Les dizaines de millions d’euros que le gouvernement d’Acre a reçus du gouvernement d’Allemagne pour son programme REDD+ n’ont pu arrêter la déforestation. Malgré cet échec, et même si les « résultats » positifs pour le climat ne sont pas au rendez-vous et le taux de déforestation augmente vertigineusement, plusieurs États brésiliens continuent de recevoir des fonds du gouvernement allemand.
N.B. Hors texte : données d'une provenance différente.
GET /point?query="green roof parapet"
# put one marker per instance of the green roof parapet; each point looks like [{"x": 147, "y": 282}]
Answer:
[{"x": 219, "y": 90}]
La déforestation de l’Amazonie brésilienne s’intensifie de manière accélérée depuis l’arrivée de Jair Bolsonaro à la présidence en 2019. L’État d’Acre suit cette tendance. Les dizaines de millions d’euros que le gouvernement de l’État a reçus du gouvernement allemand pour son programme REDD+ n’ont pu stopper la déforestation. Fait encore plus préoccupant, même si les « résultats » positifs pour le climat ne sont pas au rendez-vous et le taux de déforestation augmente vertigineusement, plusieurs États brésiliens continuent de recevoir des fonds du gouvernement allemand. Récemment, le gouvernement fédéral du Brésil a réussi à obtenir des fonds REDD+, soit presque 100 millions de dollars US du Fonds vert pour le climat malgré toute la destruction qu’il encourage. On peut donc se demander : quel est le rôle actuel de REDD+ ?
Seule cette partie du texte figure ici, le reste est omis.